The first in the Ram Chandra series, it perceptibly has Amish’s magical storytelling. Indians undeniably grow up listening to stories from ancient epics like the Mahabharata and Ramayana. Some read the original version while others read it year after year. In fact, there are times when Hindus dedicate an entire month to read the Ramayana (that concluded on August 16, this year, according to Malayalam calendar). Being a Malayali, I keenly observed my grandmother reading it bit by bit every single day and finally flipping through the last 5-8 pages today. It is said that reciting Ramayana during this month leads to blessings being showered upon the next seven generations by the almighty.
Keeping the myths aside, I did think of it from a new angle. It is probably said so because of the wisdom shared in it that echoes with present situations as well.
But not all have the patience to muster up the courage to read mythology. Some find it boring and too unrealistic, thanks to the televised programmes on TV that most Indians grew up watching. But the less genuine looking bows and arrows in those programmes apart, there is so much that Amish shows the reader.
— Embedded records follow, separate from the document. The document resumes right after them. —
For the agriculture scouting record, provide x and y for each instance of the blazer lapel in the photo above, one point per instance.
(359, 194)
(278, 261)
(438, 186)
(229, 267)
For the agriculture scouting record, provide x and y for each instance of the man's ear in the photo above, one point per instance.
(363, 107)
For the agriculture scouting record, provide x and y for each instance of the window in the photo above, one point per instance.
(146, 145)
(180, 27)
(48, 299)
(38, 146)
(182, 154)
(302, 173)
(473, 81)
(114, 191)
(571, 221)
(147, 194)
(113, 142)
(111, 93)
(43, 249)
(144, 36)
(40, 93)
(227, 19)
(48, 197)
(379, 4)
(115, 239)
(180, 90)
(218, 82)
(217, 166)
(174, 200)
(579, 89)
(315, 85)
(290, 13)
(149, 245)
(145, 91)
He humanizes the so-called “Gods” and then lets the reader decide why they were placed on such pedestals in the first place.
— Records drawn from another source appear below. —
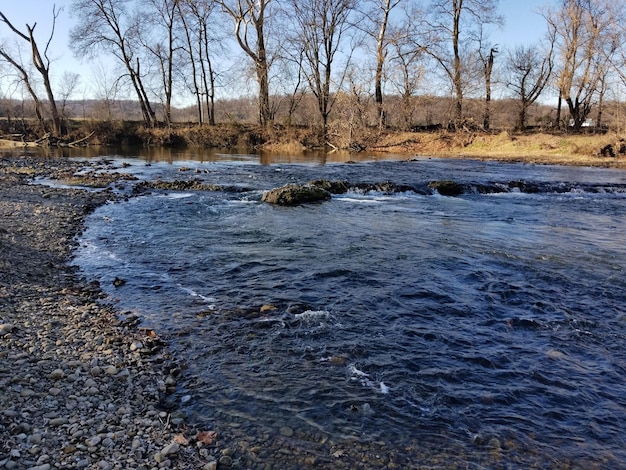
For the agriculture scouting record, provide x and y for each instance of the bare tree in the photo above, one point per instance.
(107, 25)
(321, 26)
(529, 71)
(583, 29)
(161, 42)
(198, 18)
(487, 53)
(405, 66)
(249, 18)
(448, 29)
(377, 26)
(69, 82)
(41, 62)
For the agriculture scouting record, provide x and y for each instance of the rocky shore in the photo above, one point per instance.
(79, 388)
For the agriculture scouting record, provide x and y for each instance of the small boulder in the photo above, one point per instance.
(447, 187)
(294, 194)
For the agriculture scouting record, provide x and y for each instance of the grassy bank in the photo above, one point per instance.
(542, 148)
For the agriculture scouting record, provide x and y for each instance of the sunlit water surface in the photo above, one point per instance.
(485, 330)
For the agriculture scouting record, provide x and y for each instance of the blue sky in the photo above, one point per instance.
(522, 25)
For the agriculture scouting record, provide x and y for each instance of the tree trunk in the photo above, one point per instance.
(458, 84)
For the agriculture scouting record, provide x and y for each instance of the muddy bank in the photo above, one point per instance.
(79, 388)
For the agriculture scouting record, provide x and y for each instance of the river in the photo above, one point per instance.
(383, 329)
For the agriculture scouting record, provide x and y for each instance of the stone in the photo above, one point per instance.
(171, 448)
(447, 187)
(294, 194)
(58, 422)
(93, 441)
(57, 374)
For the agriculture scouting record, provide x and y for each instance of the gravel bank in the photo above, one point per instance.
(78, 387)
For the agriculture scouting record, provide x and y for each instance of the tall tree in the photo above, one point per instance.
(109, 26)
(161, 42)
(197, 18)
(321, 25)
(41, 62)
(448, 30)
(406, 63)
(249, 18)
(529, 70)
(379, 16)
(584, 31)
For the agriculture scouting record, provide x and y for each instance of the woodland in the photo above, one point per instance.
(340, 69)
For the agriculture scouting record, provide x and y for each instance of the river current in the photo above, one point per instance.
(384, 329)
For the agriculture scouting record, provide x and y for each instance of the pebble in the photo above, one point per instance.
(57, 374)
(6, 328)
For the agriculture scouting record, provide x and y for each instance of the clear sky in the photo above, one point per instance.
(522, 25)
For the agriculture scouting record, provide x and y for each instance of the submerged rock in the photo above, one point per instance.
(333, 187)
(294, 194)
(447, 187)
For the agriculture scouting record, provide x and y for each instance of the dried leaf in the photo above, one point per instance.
(181, 440)
(206, 437)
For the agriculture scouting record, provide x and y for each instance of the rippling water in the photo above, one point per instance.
(408, 329)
Amish breathes life into Ram, Sita, Lakshman and the other characters and the kingdom of Ayodhya, Mithila and Lanka. Readers would be captured by the sheer brilliance of architecture and intelligence that took place while planning cities of olden-days.
The way Amish merges the past and present together is indeed a craft. Critics may say that he has distorted history by way of bringing instances of Mahabharata in Ramayana in the part where he wrote about Sita Swayamvar. But it must be kept in mind that he never claimed it to be the real version.
It remains an essential read for the dose of philosophy tinged with humour, suspense and a warm feeling that leaves the reader wanting for more. This surely seems to be another feather in Amish’s hat with the previous ones sitting proudly, added thanks to his Shiva Trilogy.
What caught this reviewer off guard was his art of merging current issues into his story as well as providing very clear-headed solutions to them, providing food for thought to a person who would not in his living hours have got a moment off to think about “dharma” or “karma”. But that is what he always does- he makes one think, deeply. Glimpses of the Nirbhaya gangrape case flashes into the mind of the reader during an instance in the story. His weaving of the modern into the ancient is worth appreciation. Coming to that, he makes the ancient look not so ancient anymore.
His writing seems to be his way of standing up against inequality and gender bias. Cheers to Amish for presenting a mythological epic with copious doses of present issues sprinkled, often challenging, faced by the society in the 21st century.
This is the first in the Ram Chandra Series and the disappointment when reading "To be continued..." is regretted.